MONTREAL – The Canadian Pacific Railway is now on the Quebec government’s list of targets as it seeks to recover the cleanup costs from the Lac-Megantic disaster.
The big railway has been added to a legal notice issued by the provincial government, which wants companies to pay for the water and soil cleanup.
CP (TSE:CP) has been added to the list because, the government said Wednesday, it was the main contractor responsible for the fateful oil shipment from North Dakota to New Brunswick.
That railway then arranged to use a line belonging to a smaller company — the Montreal, Maine & Atlantic Railway, which has since filed for bankruptcy protection.
The derailment killed 47 people, caused a mass evacuation, dumped pollutants into the water and soil, and has left the town worried that its centre might not be suitable for rebuilding. A criminal investigation has begun and there are already multiple lawsuit attempts.
“Our duty is to do everything we can to ensure that the companies responsible for this accident might shoulder the costs related to the cleanup and decontamination,” Environment Minister Yves-Francois Blanchet said in a statement Wednesday.
MMA had already been named in the original July 29 legal notice, as had the Western Petroleum Company. Now two companies are being added to it: CP and Miami-based World Fuel Services, which had bought the crude oil to be shipped to an Irving refinery in New Brunswick.
The companies are being asked to confirm within 24 hours whether they will execute the order, which falls under a Quebec environmental law.

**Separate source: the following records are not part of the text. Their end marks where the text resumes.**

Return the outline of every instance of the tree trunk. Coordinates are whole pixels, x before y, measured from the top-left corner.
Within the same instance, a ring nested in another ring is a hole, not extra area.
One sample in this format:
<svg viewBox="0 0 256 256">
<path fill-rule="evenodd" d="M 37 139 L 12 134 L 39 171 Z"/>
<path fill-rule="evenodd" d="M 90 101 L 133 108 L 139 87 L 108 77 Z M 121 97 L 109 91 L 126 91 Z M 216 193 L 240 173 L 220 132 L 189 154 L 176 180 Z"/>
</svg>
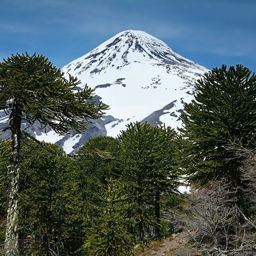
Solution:
<svg viewBox="0 0 256 256">
<path fill-rule="evenodd" d="M 11 116 L 12 153 L 8 166 L 8 198 L 7 225 L 4 244 L 5 256 L 18 255 L 18 195 L 19 189 L 19 161 L 20 148 L 21 113 L 14 108 Z"/>
<path fill-rule="evenodd" d="M 156 191 L 155 198 L 155 218 L 156 221 L 156 236 L 159 238 L 161 235 L 161 230 L 160 229 L 160 192 L 158 190 Z"/>
<path fill-rule="evenodd" d="M 138 209 L 138 214 L 140 218 L 140 221 L 139 222 L 139 241 L 142 242 L 144 240 L 144 219 L 143 218 L 143 211 L 142 211 L 142 182 L 141 182 L 141 177 L 140 175 L 139 175 L 138 179 L 138 194 L 139 196 L 138 198 L 138 204 L 139 205 Z"/>
</svg>

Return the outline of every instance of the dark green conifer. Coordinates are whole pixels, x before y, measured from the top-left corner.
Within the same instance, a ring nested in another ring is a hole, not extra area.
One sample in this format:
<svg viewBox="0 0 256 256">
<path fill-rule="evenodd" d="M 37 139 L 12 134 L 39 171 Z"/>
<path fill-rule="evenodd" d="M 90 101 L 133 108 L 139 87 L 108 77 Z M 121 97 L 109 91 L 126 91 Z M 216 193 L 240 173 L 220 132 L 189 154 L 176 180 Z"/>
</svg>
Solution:
<svg viewBox="0 0 256 256">
<path fill-rule="evenodd" d="M 181 116 L 181 155 L 191 180 L 228 177 L 239 184 L 240 160 L 230 142 L 251 147 L 256 138 L 256 76 L 242 65 L 214 68 L 196 83 L 195 99 Z"/>
<path fill-rule="evenodd" d="M 173 129 L 150 126 L 149 123 L 127 125 L 121 132 L 121 161 L 122 179 L 134 191 L 132 200 L 138 207 L 133 214 L 137 218 L 139 240 L 155 222 L 155 235 L 160 236 L 160 196 L 163 193 L 174 192 L 178 186 L 178 173 L 174 168 L 175 152 Z M 150 214 L 148 207 L 154 213 Z"/>
<path fill-rule="evenodd" d="M 87 241 L 84 250 L 92 256 L 130 256 L 134 244 L 128 231 L 132 219 L 127 214 L 133 204 L 123 183 L 112 179 L 106 181 L 95 193 L 98 203 L 89 202 L 94 210 L 85 219 Z"/>
<path fill-rule="evenodd" d="M 82 132 L 91 119 L 97 118 L 107 108 L 96 105 L 93 90 L 87 86 L 75 93 L 76 78 L 64 78 L 63 73 L 43 55 L 12 55 L 0 63 L 0 110 L 10 114 L 12 153 L 8 169 L 7 221 L 5 243 L 6 256 L 18 254 L 17 230 L 19 156 L 21 125 L 38 122 L 43 129 L 66 134 Z M 81 120 L 81 118 L 82 118 Z"/>
</svg>

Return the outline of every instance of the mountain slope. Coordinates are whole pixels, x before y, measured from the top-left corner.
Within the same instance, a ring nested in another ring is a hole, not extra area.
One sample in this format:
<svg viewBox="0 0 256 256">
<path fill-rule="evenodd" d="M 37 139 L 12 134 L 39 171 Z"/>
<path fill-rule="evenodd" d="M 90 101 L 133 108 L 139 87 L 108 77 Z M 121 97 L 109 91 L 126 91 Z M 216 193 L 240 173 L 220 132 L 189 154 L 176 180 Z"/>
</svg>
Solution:
<svg viewBox="0 0 256 256">
<path fill-rule="evenodd" d="M 141 31 L 118 34 L 63 71 L 77 76 L 110 106 L 117 119 L 106 125 L 116 136 L 130 122 L 148 121 L 177 127 L 183 104 L 191 100 L 194 83 L 208 70 L 175 53 L 161 40 Z"/>
<path fill-rule="evenodd" d="M 94 88 L 95 99 L 111 108 L 106 116 L 90 124 L 84 134 L 60 136 L 50 127 L 45 134 L 36 124 L 28 129 L 39 140 L 56 143 L 67 153 L 75 151 L 90 138 L 115 137 L 131 122 L 180 126 L 179 117 L 184 102 L 193 97 L 195 80 L 209 71 L 175 53 L 161 40 L 136 30 L 118 34 L 62 70 L 67 77 L 77 76 L 81 88 L 86 84 Z M 7 124 L 0 111 L 0 129 Z"/>
</svg>

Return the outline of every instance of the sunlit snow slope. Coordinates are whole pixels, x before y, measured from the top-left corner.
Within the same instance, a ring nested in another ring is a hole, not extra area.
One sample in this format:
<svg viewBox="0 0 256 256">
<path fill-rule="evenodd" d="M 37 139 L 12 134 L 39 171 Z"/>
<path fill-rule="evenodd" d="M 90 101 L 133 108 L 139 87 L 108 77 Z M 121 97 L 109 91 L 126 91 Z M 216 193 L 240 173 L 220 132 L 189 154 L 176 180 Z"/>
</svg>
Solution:
<svg viewBox="0 0 256 256">
<path fill-rule="evenodd" d="M 116 136 L 130 122 L 165 123 L 175 127 L 194 83 L 208 70 L 174 52 L 163 42 L 137 30 L 121 32 L 62 70 L 95 89 L 109 105 L 107 135 Z"/>
<path fill-rule="evenodd" d="M 163 123 L 180 126 L 183 105 L 195 93 L 194 82 L 205 68 L 174 52 L 163 42 L 142 31 L 121 32 L 86 54 L 62 68 L 67 77 L 77 76 L 81 88 L 95 89 L 95 99 L 111 108 L 102 118 L 94 121 L 84 134 L 46 133 L 38 124 L 27 129 L 40 140 L 55 143 L 67 153 L 74 152 L 90 138 L 116 137 L 131 122 Z M 26 121 L 22 128 L 26 127 Z M 8 126 L 8 118 L 0 111 L 0 130 Z M 2 138 L 7 138 L 5 132 Z"/>
</svg>

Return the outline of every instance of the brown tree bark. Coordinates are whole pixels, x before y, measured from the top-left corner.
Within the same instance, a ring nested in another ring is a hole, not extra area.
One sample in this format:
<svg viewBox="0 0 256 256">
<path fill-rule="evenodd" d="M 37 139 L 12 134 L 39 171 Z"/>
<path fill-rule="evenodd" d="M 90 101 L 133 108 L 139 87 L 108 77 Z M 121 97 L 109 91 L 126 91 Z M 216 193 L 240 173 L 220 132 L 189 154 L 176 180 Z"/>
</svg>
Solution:
<svg viewBox="0 0 256 256">
<path fill-rule="evenodd" d="M 8 166 L 8 198 L 7 225 L 4 244 L 5 256 L 18 255 L 18 197 L 19 189 L 19 162 L 20 148 L 21 113 L 15 108 L 11 114 L 12 152 Z"/>
</svg>

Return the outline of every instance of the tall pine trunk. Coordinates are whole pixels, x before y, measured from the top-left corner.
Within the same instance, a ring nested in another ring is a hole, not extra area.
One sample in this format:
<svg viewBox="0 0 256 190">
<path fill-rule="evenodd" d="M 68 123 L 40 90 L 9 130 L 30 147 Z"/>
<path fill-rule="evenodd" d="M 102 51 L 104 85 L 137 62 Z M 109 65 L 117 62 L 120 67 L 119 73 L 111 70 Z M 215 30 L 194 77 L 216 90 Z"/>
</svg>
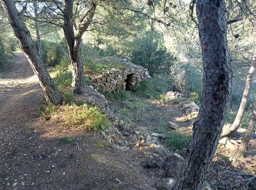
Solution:
<svg viewBox="0 0 256 190">
<path fill-rule="evenodd" d="M 249 68 L 249 70 L 247 73 L 246 76 L 246 82 L 245 84 L 245 88 L 244 91 L 243 93 L 243 96 L 242 99 L 240 103 L 239 109 L 237 113 L 236 119 L 234 122 L 233 123 L 232 126 L 229 129 L 227 132 L 224 132 L 224 133 L 222 134 L 222 137 L 230 137 L 232 135 L 234 132 L 237 131 L 237 129 L 239 128 L 241 122 L 243 119 L 244 110 L 246 106 L 247 100 L 248 100 L 248 96 L 249 94 L 250 91 L 250 88 L 252 82 L 252 77 L 253 77 L 253 74 L 255 72 L 255 65 L 256 65 L 256 48 L 255 50 L 255 53 L 252 57 L 252 65 Z"/>
<path fill-rule="evenodd" d="M 45 65 L 35 48 L 30 32 L 18 12 L 13 1 L 1 0 L 2 6 L 7 12 L 8 20 L 14 33 L 21 43 L 22 48 L 28 58 L 34 74 L 39 80 L 48 102 L 59 104 L 61 94 L 48 73 Z"/>
<path fill-rule="evenodd" d="M 244 134 L 244 137 L 242 140 L 242 142 L 241 142 L 241 145 L 239 145 L 239 148 L 237 151 L 236 157 L 244 156 L 244 154 L 246 151 L 247 145 L 249 144 L 249 141 L 251 137 L 253 129 L 255 128 L 255 120 L 256 120 L 256 107 L 255 103 L 251 120 L 249 123 L 248 128 L 246 129 L 246 132 Z"/>
<path fill-rule="evenodd" d="M 37 18 L 38 18 L 39 15 L 38 15 L 37 2 L 36 1 L 33 2 L 33 6 L 34 6 L 34 15 Z M 37 51 L 41 59 L 43 60 L 42 40 L 41 40 L 41 35 L 40 35 L 40 30 L 39 30 L 40 27 L 38 21 L 34 20 L 34 26 L 36 28 L 36 34 L 37 34 Z"/>
<path fill-rule="evenodd" d="M 181 173 L 173 189 L 200 189 L 216 151 L 231 91 L 224 0 L 198 0 L 203 90 L 199 116 Z"/>
<path fill-rule="evenodd" d="M 73 1 L 65 0 L 64 11 L 64 33 L 69 48 L 69 58 L 72 64 L 74 93 L 81 94 L 85 92 L 84 72 L 82 59 L 82 37 L 75 37 L 74 32 Z"/>
</svg>

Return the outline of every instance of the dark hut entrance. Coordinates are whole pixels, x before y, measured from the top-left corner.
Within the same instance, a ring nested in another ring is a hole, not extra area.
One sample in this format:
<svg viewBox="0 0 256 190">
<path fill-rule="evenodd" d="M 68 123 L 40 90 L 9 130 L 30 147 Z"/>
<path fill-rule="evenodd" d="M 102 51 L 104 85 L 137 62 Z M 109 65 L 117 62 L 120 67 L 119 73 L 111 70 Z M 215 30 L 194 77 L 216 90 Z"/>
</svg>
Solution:
<svg viewBox="0 0 256 190">
<path fill-rule="evenodd" d="M 124 82 L 126 83 L 125 90 L 127 90 L 127 91 L 132 91 L 133 90 L 134 77 L 135 77 L 135 76 L 133 74 L 130 74 L 130 75 L 127 75 L 127 79 L 124 80 Z"/>
</svg>

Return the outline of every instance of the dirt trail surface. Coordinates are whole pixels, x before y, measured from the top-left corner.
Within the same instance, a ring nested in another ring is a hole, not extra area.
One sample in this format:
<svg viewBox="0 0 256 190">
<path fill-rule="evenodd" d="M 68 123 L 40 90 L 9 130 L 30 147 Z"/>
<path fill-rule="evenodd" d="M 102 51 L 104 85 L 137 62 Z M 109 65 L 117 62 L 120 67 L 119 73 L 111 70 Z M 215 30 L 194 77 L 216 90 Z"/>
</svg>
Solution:
<svg viewBox="0 0 256 190">
<path fill-rule="evenodd" d="M 157 179 L 140 166 L 139 153 L 40 120 L 38 80 L 25 56 L 15 56 L 0 78 L 0 189 L 155 189 Z"/>
</svg>

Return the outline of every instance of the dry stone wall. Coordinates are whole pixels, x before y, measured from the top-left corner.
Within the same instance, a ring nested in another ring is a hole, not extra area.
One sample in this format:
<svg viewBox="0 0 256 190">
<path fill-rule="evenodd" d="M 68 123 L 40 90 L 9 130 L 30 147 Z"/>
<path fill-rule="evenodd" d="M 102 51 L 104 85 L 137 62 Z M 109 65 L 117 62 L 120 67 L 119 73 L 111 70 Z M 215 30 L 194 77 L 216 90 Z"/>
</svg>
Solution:
<svg viewBox="0 0 256 190">
<path fill-rule="evenodd" d="M 97 91 L 105 92 L 132 91 L 142 80 L 151 78 L 148 70 L 144 67 L 135 65 L 126 59 L 118 58 L 115 59 L 118 59 L 118 62 L 123 66 L 122 68 L 115 68 L 116 66 L 115 64 L 113 68 L 101 74 L 91 76 L 92 85 Z"/>
</svg>

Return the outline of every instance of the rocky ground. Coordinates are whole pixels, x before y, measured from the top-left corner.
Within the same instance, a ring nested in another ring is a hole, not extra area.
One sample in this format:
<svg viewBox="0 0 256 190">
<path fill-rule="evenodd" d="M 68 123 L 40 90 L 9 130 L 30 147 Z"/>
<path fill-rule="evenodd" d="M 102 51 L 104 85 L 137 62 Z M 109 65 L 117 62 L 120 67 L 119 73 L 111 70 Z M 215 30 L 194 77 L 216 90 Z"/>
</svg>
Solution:
<svg viewBox="0 0 256 190">
<path fill-rule="evenodd" d="M 175 92 L 109 101 L 113 113 L 122 113 L 114 127 L 101 133 L 65 127 L 39 117 L 38 81 L 23 54 L 16 57 L 0 79 L 0 189 L 170 189 L 184 158 L 164 146 L 165 135 L 191 134 L 198 107 Z M 210 186 L 255 189 L 255 156 L 236 165 L 228 153 L 219 146 Z"/>
</svg>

A spokesperson for CP said the company has received the notice and is reviewing it.
The provincial government, meanwhile, is downplaying concerns about the extent of the environmental damage from the July 6 disaster.
The province’s Environment Department has released a series of charts listing the level of various pollutants in the water and air in the area.
It says the statistics show, in most cases, a return to the concentration levels present before the July 6 accident.
The government says only its own statistics will be released on the Environment Department website — not those compiled by third parties.
That announcement comes one day after the release of a report by an NGO, linked to Greenpeace, that detected an astronomical level of pollutants in the neighbouring Chaudiere River.
For instance, the NGO report announced a presence of carcinogenic polycyclic aromatic hydrocarbons more than 394,000 times greater at the water surface than the limit considered safe by the Environment Department.
The new government figures rebut some of those claims. However, there’s one notable exception: the provincial figures also show a significant glut of hydrocarbons away from the water surface — as did the NGO, whose acronym is SVP.
“These could certainly float off the banks, and up from the riverbed, in the event of floods or of abrupt changes in water levels,” said the government statement.